Imagine you're looking for a restaurant recommendation and you find a blog post titled "Best Restaurants in Chicago — 2019 Edition." Even if the list was great when it was published, you'd probably keep scrolling. You want something current. Your potential clients feel exactly the same way when they land on a law firm's website and find content that hasn't been touched in years. If your pages look outdated, visitors move on — and so does Google.
What content freshness actually means
Content freshness is exactly what it sounds like: how recently your web pages have been updated or reviewed. Google pays attention to this because the internet is constantly changing, and searchers deserve accurate, up-to-date answers. When Google sees that a page was last modified years ago, it may start favoring a competitor's page that was recently refreshed — even if your original content was better.
But freshness doesn't mean you need to rewrite everything from scratch every few months. It means you periodically review, verify, and improve your existing content. Think of it like maintaining your office. You don't rebuild the whole building every year, but you do repaint the walls, fix the squeaky door, and update the magazines in the waiting room. The same principle applies to your website.
It's worth noting that freshness matters more for some topics than others. Google understands that a page about "how gravity works" doesn't need frequent updates. But legal content? Laws change. Court rulings shift.

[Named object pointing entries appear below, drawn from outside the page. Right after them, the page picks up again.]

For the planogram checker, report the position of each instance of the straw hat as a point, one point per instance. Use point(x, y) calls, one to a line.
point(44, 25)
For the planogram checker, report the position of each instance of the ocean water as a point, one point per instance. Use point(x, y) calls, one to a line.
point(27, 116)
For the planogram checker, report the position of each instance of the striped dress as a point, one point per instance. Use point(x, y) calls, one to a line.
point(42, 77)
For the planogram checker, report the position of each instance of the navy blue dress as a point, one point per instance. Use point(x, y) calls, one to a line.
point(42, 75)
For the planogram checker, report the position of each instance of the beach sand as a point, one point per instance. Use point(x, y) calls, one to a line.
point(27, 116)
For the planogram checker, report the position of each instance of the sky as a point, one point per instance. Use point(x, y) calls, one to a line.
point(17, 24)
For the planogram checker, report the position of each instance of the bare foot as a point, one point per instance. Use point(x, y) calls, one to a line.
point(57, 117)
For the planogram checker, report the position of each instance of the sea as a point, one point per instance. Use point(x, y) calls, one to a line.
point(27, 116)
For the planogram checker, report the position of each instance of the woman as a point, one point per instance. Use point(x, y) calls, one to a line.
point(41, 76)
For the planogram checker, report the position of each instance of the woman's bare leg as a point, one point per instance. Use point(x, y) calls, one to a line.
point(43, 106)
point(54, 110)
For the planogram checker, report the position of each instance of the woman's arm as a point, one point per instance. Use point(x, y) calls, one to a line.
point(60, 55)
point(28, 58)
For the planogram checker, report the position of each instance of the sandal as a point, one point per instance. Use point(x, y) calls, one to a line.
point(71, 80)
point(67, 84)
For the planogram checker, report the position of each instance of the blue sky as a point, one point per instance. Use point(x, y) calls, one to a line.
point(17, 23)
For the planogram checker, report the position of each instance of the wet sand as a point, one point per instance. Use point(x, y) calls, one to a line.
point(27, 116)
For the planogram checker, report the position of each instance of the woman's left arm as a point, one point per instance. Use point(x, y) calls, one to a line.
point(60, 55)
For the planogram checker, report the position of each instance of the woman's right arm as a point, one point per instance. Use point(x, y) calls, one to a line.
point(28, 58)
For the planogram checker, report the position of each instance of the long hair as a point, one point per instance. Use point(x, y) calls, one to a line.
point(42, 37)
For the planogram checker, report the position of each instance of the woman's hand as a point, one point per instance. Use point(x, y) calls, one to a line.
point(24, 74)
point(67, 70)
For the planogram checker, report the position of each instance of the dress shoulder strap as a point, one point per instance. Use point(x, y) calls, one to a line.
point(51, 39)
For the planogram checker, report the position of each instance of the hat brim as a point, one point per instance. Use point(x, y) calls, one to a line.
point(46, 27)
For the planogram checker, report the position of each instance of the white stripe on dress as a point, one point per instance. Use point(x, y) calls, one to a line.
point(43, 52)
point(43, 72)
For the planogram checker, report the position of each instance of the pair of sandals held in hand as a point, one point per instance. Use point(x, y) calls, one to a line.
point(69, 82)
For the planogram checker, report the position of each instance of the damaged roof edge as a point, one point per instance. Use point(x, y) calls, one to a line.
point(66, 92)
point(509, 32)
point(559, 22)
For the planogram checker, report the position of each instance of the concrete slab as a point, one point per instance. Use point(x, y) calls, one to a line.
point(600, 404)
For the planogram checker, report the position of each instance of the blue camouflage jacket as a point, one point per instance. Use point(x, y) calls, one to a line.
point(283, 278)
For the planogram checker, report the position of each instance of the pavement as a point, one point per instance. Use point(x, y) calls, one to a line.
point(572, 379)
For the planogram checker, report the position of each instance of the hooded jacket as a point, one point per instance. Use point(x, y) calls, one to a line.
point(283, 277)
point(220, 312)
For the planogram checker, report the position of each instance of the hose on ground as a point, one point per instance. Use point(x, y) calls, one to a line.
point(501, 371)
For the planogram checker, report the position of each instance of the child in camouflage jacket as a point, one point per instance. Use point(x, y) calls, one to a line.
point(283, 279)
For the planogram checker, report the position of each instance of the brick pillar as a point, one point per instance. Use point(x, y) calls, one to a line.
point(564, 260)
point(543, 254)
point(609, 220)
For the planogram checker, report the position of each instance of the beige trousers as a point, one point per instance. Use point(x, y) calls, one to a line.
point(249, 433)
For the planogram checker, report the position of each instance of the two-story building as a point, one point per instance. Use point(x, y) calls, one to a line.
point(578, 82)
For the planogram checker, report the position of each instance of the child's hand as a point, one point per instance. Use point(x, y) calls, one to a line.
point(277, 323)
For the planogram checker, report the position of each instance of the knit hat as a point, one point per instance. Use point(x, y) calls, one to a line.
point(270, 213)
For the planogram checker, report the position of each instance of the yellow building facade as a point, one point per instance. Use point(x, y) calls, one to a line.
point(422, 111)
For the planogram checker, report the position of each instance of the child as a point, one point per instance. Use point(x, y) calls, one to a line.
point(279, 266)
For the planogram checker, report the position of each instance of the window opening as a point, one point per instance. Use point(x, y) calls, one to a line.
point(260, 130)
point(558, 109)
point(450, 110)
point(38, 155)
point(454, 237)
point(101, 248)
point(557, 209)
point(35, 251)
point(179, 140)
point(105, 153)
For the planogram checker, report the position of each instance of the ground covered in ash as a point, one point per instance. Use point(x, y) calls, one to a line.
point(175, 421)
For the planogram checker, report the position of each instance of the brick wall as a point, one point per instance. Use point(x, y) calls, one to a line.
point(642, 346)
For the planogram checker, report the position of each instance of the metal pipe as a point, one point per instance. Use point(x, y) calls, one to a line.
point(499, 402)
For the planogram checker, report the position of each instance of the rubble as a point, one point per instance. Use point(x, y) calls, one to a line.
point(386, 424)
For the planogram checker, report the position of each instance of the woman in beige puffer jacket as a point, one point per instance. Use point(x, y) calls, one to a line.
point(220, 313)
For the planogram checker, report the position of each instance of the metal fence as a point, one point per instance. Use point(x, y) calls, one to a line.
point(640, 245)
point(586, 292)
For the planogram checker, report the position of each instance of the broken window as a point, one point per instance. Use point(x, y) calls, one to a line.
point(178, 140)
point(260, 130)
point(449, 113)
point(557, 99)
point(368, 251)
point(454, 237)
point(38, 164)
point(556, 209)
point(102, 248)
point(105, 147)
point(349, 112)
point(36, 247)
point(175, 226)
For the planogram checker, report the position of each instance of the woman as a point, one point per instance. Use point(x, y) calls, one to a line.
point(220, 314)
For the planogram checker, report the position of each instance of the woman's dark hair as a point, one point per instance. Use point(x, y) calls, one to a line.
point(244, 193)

Fee structures evolve. Statutes of limitations get amended. In Google's eyes, legal information is exactly the kind of content that should be updated regularly — so freshness carries extra weight for law firm websites.
Why this matters for your law firm
Legal content goes stale faster than most people realize, and the consequences are real:
- Laws and regulations change. If your DUI page still references a penalty structure that was updated two years ago, you're not just losing SEO points — you could be giving potential clients inaccurate information. That's a trust problem and a credibility problem.
- Google rewards recently reviewed content. In competitive practice areas — personal injury, family law, criminal defense — the firms that regularly refresh their content tend to hold their rankings. Firms that publish once and forget often see a slow, steady decline in traffic.
- Visitors check the dates. Many people look at the publication or "last updated" date before they read an article. A page that says "Updated March 2026" signals that your firm is active, attentive, and still in business. A page with no date — or a date from 2021 — raises doubts.
- Stale content compounds over time. One outdated page isn't a crisis. But if half your site looks like it was last touched three years ago, Google starts to view the whole domain as less reliable. Freshness is a site-wide signal, not just a page-level one.
How to check if your site has this
Auditing your content freshness is straightforward. Here's how to do it:
- Make a list of your key pages — every practice area page, service page, and any blog posts that get meaningful traffic.
- Record the last updated date for each page. If your website doesn't display dates, check with your web developer or look at the page in your content management system for a "last modified" timestamp.
- Flag anything older than six months. A good rule of thumb for law firm content is the six-month review cycle. Every important page should be reviewed at least twice a year to verify that the information is still accurate.
- Read each flagged page and ask: Has anything changed in this area of law since this was last updated? Are the statistics current? Do the links still work? Is the tone and language still how we want to represent the firm?
- Check your blog archive. Old blog posts with outdated legal information can actually hurt your credibility. Either update them, add an editor's note, or consider removing posts that are no longer accurate.
What to do next
Getting your content freshness under control doesn't require a massive overhaul. Start with these practical steps:
- Set a recurring calendar reminder. Every six months, block out a few hours to review your key pages. Treat it like a semi-annual checkup for your website.
- Make meaningful updates, not cosmetic ones. Changing a date from 2025 to 2026 without actually reviewing the content is not a meaningful update — and Google is smart enough to know the difference. Add a new paragraph about a recent legal development, update statistics, incorporate a recent case result, or expand a section that was too thin.
- Add "Last Updated" dates to your pages. This is an easy win. Displaying a recent update date builds trust with visitors and sends a positive freshness signal to search engines.
- Keep a running list of legal changes. When a law changes in your jurisdiction or a significant ruling comes down, note which pages on your site need to be updated. Don't wait for the six-month review — update them promptly.
- Use tools to track freshness automatically.LexGrow SEO's content audit flags pages that haven't been updated within your review cycle, so you always know which pages need attention without manually tracking dates in a spreadsheet.
Content freshness is one of those SEO factors that's easy to overlook because it happens gradually. Your pages don't suddenly break — they slowly fade. But the firms that treat their website content like a living document, reviewing and refining it on a regular schedule, are the ones that maintain their rankings and keep earning trust from every visitor who lands on their site. A little maintenance goes a long way.